‘Oh shit, things are a little different here’
The ‘second language’ English is perhaps the most difficult things to come to terms with. Not with regards to day to day life, but within the University itself. There is a common conception that everyone in the Netherlands speaks phenomenal English. Largely, they do, but it does differ from time to time, and make life a little problematic. Sitting in my tutorials, I frequently have to look past grammatical errors which misconstrue meanings, tenses which convey an entirely different meaning and so on, which ultimately affects my ability to learn and actually, understand what is going on. Adjectives and conjunctives in interesting places require much more concentration than I previously appreciated.
Without meaning any disrespect to my colleagues, it makes learning an extremely challenging experience. However, this is the way of life, the way of the world and the way of business. I must be more open minded. I for instance, speak no second language. For some of my counterparts, English isn’t their second language, but third or fourth. It’s an amazing achievement, to be undertaking a degree in a language other than their own. It just so happens, that English is an extremely popular second language and the language of international business – 70% of Germans speak English as a second language, which equates to two thirds of the whole population of Great Britain. I wish to reiterate, I need to be more open minded.
This does not make up for how difficult it can be.

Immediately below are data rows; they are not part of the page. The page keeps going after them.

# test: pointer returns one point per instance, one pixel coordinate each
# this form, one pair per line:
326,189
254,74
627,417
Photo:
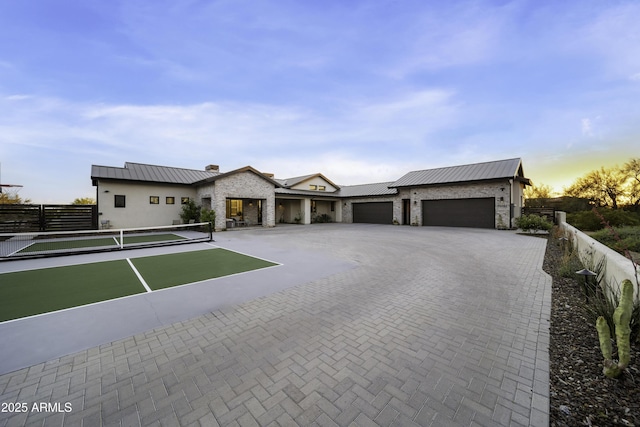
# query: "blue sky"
361,91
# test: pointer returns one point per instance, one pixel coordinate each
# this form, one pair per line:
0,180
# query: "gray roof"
510,168
377,189
290,182
150,173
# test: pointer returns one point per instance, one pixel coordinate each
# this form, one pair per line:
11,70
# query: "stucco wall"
138,212
616,269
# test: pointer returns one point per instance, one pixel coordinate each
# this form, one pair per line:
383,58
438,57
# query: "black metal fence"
31,218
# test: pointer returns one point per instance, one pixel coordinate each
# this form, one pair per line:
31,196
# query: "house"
485,195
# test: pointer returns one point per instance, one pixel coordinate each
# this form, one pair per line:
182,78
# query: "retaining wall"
617,267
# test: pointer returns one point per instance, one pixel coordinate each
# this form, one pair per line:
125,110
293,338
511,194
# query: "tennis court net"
31,245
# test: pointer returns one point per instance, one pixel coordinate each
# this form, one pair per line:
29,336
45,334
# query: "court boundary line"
277,264
242,253
137,273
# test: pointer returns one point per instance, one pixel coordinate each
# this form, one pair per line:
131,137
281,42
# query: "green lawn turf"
98,242
26,293
69,244
166,237
164,271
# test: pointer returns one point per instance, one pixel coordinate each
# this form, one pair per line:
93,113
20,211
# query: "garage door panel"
373,212
477,212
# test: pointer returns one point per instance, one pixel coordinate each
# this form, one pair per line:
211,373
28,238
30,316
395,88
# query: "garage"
477,213
373,212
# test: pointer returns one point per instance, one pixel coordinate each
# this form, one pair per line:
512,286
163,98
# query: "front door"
406,211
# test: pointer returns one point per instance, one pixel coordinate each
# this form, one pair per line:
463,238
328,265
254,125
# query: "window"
234,208
119,201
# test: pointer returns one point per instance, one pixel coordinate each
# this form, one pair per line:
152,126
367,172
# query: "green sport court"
31,292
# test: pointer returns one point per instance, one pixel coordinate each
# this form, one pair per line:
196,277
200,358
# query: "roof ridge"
161,166
468,164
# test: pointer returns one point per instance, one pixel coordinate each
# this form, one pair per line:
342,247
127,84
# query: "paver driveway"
427,326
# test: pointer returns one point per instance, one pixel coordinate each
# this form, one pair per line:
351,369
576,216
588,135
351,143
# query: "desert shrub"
627,238
591,221
208,215
570,262
533,223
604,304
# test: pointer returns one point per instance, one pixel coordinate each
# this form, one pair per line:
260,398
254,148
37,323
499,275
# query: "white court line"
135,270
242,253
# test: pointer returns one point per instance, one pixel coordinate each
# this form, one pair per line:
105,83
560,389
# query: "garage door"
479,213
373,212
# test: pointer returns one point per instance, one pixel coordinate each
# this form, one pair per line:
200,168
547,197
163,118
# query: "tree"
84,201
632,171
605,187
541,191
12,199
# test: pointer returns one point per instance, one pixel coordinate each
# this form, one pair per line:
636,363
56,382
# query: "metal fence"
29,218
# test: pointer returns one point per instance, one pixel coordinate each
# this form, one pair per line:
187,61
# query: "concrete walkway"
419,326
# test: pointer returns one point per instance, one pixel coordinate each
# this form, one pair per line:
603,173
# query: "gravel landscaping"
580,394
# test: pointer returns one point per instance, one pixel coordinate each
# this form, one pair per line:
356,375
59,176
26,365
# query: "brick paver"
433,327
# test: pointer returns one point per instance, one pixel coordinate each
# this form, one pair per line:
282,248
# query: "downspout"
511,202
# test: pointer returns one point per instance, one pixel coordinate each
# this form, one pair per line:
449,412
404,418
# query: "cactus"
621,318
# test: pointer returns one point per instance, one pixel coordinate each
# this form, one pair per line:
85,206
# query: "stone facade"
247,186
309,198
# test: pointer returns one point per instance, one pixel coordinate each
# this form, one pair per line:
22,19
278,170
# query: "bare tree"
631,170
540,191
604,186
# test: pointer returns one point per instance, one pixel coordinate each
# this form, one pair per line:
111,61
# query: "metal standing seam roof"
376,189
509,168
290,182
150,173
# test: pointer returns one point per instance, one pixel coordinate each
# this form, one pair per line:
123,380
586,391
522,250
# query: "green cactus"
621,318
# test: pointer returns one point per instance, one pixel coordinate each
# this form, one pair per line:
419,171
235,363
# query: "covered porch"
307,210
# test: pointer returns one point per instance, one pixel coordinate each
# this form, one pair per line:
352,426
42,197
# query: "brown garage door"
373,212
479,213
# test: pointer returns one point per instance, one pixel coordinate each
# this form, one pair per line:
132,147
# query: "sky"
361,91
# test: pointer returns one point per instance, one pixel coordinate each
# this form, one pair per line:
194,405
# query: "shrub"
629,238
590,221
605,303
208,215
533,223
570,263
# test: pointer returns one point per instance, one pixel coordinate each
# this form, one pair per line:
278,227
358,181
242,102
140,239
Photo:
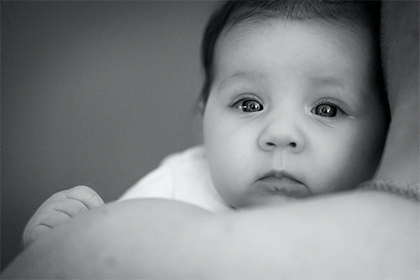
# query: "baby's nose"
282,134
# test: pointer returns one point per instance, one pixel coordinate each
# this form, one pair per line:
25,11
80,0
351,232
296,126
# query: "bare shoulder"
164,239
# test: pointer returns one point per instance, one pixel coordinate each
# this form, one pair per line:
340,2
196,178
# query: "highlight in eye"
248,105
328,109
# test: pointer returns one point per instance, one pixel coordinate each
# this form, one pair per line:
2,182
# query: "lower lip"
282,186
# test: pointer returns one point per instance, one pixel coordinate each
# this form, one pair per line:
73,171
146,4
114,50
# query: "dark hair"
231,13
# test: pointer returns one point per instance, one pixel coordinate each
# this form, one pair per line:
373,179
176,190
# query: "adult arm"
351,235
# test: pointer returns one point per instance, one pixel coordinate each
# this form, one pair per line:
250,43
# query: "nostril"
270,144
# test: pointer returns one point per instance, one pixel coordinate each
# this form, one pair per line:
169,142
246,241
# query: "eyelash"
238,104
337,110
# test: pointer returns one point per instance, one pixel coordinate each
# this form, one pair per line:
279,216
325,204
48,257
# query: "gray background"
93,93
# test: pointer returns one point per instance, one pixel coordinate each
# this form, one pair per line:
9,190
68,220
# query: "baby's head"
293,99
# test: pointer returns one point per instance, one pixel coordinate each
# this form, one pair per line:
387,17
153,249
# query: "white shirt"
183,176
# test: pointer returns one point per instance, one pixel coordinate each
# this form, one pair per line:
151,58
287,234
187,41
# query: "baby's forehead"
356,36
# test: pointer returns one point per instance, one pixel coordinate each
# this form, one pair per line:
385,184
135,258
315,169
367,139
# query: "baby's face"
292,112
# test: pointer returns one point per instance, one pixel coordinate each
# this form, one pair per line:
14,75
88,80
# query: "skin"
266,136
288,147
350,235
57,209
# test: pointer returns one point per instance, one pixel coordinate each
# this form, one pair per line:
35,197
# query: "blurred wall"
93,93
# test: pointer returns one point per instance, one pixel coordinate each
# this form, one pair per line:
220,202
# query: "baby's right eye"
247,105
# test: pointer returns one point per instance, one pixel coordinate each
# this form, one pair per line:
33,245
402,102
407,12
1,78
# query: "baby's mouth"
281,183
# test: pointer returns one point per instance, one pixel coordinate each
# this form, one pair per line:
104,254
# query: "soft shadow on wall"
93,93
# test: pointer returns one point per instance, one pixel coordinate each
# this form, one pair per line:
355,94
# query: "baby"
293,107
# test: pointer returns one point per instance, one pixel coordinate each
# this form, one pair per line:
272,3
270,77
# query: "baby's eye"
327,110
248,105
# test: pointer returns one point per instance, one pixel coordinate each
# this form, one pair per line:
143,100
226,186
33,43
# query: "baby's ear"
201,106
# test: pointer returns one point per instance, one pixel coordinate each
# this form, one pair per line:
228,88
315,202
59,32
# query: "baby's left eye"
249,105
327,110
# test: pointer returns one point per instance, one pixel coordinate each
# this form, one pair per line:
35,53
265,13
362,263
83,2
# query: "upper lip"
280,174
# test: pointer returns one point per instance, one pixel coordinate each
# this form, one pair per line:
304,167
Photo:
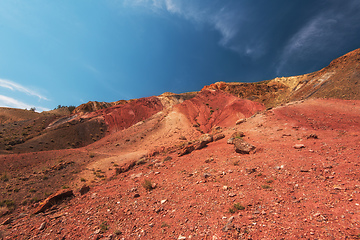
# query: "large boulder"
53,199
242,146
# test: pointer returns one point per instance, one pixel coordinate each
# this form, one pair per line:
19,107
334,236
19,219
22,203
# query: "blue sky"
70,52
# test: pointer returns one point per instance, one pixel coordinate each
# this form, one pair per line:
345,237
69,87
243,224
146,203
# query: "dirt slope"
215,193
338,80
300,181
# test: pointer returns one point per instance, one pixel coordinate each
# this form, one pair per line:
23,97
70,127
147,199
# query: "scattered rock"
181,237
186,150
237,135
84,189
7,221
135,175
313,136
240,121
299,146
211,159
207,175
42,226
182,138
243,147
230,141
53,199
219,136
206,138
168,158
125,167
232,194
229,224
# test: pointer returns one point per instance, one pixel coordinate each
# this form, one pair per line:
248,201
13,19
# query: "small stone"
42,226
228,225
207,175
181,237
211,159
299,146
240,121
232,194
219,136
7,221
84,189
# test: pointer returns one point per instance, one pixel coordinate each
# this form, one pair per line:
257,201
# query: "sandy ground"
276,192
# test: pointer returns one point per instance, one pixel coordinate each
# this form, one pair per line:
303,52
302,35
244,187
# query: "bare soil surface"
302,181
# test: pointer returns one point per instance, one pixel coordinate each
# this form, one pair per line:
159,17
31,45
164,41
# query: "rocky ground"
301,180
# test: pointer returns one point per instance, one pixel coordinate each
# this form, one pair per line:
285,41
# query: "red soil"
123,116
216,108
287,193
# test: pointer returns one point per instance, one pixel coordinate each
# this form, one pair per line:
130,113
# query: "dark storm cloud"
280,37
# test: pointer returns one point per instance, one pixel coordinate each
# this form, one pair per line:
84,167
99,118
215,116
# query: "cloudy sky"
69,52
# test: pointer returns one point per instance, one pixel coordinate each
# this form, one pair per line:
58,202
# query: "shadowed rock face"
338,80
216,108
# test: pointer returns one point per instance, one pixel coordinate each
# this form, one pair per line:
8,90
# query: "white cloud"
226,20
17,87
13,103
321,34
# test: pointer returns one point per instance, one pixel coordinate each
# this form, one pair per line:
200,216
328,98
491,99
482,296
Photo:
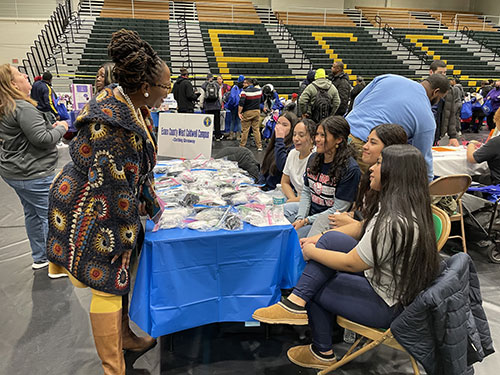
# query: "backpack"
225,97
211,92
322,107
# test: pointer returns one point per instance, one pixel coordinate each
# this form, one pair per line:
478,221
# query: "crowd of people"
353,164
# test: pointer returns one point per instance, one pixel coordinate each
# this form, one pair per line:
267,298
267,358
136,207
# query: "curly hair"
10,93
339,128
135,60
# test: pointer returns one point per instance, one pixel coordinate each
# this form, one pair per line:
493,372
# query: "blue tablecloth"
188,278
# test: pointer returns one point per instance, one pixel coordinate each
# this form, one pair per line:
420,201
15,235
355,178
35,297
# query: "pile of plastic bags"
211,194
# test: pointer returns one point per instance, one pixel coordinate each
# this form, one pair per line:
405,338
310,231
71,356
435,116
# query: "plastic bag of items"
173,218
212,219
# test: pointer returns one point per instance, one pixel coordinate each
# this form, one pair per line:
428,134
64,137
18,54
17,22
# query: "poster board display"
81,95
185,135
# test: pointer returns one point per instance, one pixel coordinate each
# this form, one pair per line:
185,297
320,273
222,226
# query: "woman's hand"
310,240
306,251
63,123
125,258
142,209
299,224
340,219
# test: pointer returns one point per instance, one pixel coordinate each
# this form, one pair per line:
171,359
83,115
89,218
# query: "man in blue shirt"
392,99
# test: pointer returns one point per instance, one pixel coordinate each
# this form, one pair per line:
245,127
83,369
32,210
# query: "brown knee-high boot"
107,331
130,340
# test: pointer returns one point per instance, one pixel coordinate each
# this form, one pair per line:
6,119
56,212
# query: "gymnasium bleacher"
156,32
253,42
461,62
355,47
234,49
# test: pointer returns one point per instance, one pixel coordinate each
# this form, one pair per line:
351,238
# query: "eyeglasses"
164,87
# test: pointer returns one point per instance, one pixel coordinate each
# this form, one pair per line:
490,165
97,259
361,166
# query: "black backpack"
211,92
322,107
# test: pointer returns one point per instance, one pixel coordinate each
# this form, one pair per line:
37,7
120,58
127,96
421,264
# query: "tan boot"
130,340
107,328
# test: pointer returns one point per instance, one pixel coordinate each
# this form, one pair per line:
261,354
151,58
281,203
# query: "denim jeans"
235,121
34,196
329,293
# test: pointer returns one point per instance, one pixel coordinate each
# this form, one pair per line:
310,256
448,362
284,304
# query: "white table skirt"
455,162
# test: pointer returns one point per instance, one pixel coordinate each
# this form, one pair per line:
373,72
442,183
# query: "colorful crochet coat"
93,203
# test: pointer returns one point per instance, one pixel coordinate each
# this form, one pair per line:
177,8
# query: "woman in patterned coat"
97,199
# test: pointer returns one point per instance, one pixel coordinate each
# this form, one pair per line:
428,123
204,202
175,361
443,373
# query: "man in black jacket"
184,93
44,95
341,82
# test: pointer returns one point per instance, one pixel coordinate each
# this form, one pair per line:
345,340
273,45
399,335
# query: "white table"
455,161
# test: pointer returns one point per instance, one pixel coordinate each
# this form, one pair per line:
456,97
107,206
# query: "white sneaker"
57,275
38,265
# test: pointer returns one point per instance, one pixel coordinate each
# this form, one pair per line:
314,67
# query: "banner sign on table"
81,95
185,135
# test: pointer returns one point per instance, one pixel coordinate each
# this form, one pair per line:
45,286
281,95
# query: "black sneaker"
39,264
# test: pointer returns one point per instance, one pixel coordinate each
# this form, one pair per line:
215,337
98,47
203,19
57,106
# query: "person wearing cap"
291,104
184,93
44,95
210,102
232,105
307,100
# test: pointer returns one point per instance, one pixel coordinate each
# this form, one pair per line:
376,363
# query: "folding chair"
453,185
376,337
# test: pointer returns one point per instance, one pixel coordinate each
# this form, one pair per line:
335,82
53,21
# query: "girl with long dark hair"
277,151
331,179
370,281
380,136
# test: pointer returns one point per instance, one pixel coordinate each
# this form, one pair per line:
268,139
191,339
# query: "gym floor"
46,330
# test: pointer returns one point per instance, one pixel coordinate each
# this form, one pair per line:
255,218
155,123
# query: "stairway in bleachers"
234,49
199,66
475,48
156,32
462,63
183,9
354,46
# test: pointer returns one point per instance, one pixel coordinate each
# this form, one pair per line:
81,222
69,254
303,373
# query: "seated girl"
292,179
277,151
331,180
370,281
381,136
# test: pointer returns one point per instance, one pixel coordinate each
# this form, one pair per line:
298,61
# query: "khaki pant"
358,147
250,119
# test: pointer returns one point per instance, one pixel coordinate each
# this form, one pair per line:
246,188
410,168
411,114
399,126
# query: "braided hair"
135,60
339,128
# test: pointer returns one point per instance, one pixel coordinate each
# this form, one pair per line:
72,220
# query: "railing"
48,45
401,17
285,34
314,15
475,21
412,50
184,44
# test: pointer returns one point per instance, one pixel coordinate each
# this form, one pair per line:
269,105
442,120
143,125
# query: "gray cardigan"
29,143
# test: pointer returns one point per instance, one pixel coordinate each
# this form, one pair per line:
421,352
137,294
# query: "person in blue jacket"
232,105
277,151
392,99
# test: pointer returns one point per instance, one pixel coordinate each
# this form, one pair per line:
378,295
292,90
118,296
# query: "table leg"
166,345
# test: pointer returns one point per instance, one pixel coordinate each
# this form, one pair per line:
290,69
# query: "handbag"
487,107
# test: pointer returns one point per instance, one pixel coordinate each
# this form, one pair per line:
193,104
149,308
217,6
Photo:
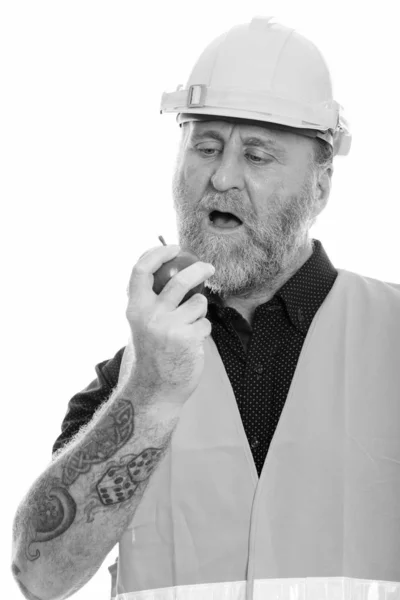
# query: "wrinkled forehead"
195,122
245,125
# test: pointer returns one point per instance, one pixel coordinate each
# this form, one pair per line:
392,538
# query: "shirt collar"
302,295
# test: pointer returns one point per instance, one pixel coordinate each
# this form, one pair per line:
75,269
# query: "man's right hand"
168,338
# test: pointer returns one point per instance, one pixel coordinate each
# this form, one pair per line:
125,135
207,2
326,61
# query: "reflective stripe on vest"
327,504
312,588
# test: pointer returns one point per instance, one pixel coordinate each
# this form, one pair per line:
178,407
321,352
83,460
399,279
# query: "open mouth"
224,220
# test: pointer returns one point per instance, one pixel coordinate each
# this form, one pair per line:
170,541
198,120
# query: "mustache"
229,202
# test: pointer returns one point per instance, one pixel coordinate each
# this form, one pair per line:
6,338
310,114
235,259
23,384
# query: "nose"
229,173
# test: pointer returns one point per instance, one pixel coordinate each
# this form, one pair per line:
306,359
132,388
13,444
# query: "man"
245,443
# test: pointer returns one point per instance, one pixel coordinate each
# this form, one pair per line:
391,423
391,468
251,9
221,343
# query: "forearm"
79,507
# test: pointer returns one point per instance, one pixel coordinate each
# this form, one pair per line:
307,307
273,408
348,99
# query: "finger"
148,264
202,327
193,309
181,283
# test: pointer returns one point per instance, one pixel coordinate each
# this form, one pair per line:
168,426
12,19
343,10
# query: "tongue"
225,220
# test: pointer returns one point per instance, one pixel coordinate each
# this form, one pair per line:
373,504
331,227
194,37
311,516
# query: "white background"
86,166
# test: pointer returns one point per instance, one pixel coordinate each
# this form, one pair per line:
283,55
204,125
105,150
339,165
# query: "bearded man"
246,441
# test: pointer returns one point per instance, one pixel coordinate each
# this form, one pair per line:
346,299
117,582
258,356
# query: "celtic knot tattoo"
102,444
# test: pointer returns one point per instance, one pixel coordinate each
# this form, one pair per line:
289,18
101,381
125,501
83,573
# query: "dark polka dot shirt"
260,360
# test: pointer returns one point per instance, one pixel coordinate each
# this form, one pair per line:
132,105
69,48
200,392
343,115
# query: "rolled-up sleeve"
84,404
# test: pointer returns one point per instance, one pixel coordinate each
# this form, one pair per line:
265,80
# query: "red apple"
169,269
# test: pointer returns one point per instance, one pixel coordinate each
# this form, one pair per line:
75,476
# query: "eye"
258,159
207,151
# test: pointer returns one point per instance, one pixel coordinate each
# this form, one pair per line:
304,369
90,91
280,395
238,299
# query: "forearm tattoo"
53,509
103,443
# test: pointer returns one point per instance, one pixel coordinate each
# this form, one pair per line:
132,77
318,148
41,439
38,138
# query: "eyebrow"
248,141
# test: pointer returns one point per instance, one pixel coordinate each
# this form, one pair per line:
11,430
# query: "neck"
247,306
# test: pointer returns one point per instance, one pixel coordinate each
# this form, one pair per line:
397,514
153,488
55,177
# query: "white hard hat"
263,71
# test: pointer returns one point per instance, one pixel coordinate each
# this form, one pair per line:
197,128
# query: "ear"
324,183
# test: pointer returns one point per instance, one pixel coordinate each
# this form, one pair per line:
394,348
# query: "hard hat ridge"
266,72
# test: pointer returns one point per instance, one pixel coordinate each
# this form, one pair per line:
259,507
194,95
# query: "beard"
261,254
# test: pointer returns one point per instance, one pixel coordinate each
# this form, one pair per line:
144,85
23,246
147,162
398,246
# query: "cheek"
193,180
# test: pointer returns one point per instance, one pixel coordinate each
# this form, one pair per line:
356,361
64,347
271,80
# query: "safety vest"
323,520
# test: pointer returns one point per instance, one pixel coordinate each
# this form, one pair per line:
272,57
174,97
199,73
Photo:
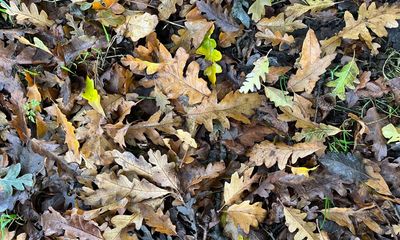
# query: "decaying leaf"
295,221
311,66
234,105
246,214
70,138
137,25
234,189
297,9
30,14
269,153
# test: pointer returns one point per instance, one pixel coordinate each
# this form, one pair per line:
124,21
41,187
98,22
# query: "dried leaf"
297,9
253,81
160,222
269,153
294,221
92,96
70,138
257,9
137,25
391,132
32,14
216,12
234,105
234,189
311,65
246,215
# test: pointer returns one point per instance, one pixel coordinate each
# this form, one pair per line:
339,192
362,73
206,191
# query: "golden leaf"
246,215
269,153
234,189
160,222
32,14
70,138
137,25
311,65
234,105
294,221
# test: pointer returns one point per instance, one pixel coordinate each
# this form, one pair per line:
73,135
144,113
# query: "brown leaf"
269,153
73,227
311,66
160,222
246,215
375,123
70,138
234,189
234,105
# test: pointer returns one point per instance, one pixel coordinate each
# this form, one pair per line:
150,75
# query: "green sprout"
30,109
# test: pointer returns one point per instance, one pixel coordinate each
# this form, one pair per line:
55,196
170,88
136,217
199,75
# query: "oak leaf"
160,222
311,66
371,17
30,14
70,138
137,25
256,76
280,24
295,221
234,189
269,153
234,105
174,84
257,9
121,222
246,214
297,9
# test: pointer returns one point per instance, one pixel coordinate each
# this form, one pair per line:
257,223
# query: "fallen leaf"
92,96
160,222
253,81
70,138
246,214
311,65
137,25
234,105
294,221
269,153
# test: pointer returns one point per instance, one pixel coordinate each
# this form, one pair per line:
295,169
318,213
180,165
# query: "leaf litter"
208,119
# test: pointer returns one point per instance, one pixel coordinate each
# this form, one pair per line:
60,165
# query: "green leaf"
318,133
12,180
279,97
211,72
239,13
92,96
391,132
252,82
207,49
257,9
345,78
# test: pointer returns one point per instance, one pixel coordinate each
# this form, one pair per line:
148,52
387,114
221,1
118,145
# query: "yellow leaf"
137,25
302,170
234,189
269,153
311,65
294,221
92,96
246,215
234,105
70,137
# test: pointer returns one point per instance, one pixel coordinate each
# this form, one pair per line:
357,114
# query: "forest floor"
225,119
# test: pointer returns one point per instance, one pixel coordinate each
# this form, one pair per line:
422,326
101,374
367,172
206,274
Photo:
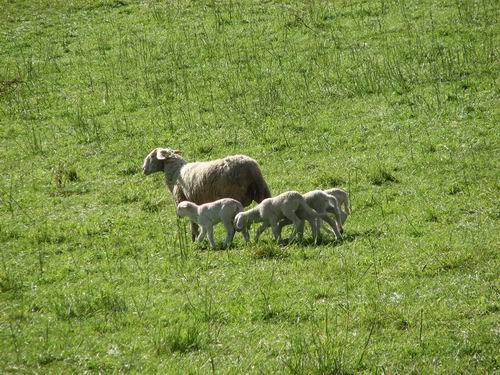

Without the natural fluency one possesses from being a native, even Great British sarcasm doesn’t fair too well, neither does speaking quickly, or colloquially. You observe this in every country when speaking a non-native language. But coming from a university and a country which all too often takes for granted its ease in communications, possessing a native language which dominates the world stage, it has been difficult to adapt.
Though, having said that, I’ve begun to understand how important the English language is, ironically, for completing one of the main premises of the European Union – social integration. Europe is a phenomenal concept, something which I increasingly love, being able to hop from one country to another, only using the local bus services. The dynamism is held together by the English language. I feel therefore, somewhat disappointed in myself that I expect full fluency and for them to make themselves easier to understand for my own benefit. My conscious reflection, continually looking at the ways I perceive things as a result of this year is something which I will take from my international experience, if anything. Increasing open-minded-ness, however difficult it has been to start with.